Musically, he modeled A Child of Our Time on a Bach Passion, with African-American spirituals an appropriate equivalent for a Bach chorale.

The result is, unlike the Finzi, a work of overwhelming drama. Not histrionics at all, but notes of agony and forgiveness, music which issues its contradictions, its ironies and its rebuking which balances compositional subtlety with personal emotional fury. And the spirituals were not parenthetical, but given full orchestral and choral treatment.

Still, the New York Choral Society stood out, where their works with chorus or a capella were issued with zeal and tenderness.

The four soloists could not have been bettered. Luthando Qave was the narrator with a rich, angry spot-on baritone. David Portillo was the operatic tenor incarnate.

G. Reyes/Z. Reams

My personal two favorites could not have been more different. Gabriella Reyes is a star. No two ways about it. The voice was a full-throated, beautifully declaimed operatic soprano, her expression as she sung the spiritual was one of ethereal grandeur.
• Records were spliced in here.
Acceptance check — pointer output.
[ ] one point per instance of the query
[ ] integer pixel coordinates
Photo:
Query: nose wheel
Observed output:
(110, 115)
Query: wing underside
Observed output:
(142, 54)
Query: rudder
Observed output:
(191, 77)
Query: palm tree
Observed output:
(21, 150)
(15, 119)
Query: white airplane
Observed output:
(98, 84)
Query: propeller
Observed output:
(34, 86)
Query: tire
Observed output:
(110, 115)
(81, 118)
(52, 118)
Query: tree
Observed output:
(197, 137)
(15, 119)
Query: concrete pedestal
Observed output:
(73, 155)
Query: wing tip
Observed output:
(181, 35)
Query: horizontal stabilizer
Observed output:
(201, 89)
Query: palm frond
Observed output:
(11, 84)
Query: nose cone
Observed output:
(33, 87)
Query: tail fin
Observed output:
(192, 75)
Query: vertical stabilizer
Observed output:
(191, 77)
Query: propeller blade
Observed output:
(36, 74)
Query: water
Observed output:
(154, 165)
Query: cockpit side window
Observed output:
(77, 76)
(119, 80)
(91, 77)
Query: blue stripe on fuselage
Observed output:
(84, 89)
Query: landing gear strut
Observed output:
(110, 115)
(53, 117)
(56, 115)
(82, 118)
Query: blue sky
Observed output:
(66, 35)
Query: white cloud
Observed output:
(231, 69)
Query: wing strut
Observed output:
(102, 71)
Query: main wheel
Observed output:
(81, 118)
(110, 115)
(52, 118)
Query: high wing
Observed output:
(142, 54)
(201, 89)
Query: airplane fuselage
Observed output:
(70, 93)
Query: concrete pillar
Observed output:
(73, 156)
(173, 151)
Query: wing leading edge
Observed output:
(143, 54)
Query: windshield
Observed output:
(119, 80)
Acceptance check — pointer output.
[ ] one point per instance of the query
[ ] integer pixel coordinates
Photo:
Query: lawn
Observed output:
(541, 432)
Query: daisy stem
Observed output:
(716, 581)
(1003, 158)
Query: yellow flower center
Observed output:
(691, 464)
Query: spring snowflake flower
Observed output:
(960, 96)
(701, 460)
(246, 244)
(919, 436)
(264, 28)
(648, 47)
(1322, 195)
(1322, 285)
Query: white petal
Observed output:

Her opposite was Zoie Reams, for whom the only adjective is “pure.” At times, she was overwhelmed by the orchestra, but these were rare, for she understood immediately not only the grandeur but the gravity of the work.

My only qualm–a qualm which made me almost wretch–-was Sir Michael’s finale, an all-out corny, schmaltzy pull-out-all-the-stops Deep River. It resembled nothing less than Jerome Kern’s horrifying finale to 1927’s Showboat.

Oh well, genius has its imperfections. For the most part, Mr. Hayes directed a thrilling production for one of the most thrilling and thoughtful oratorios in musical history.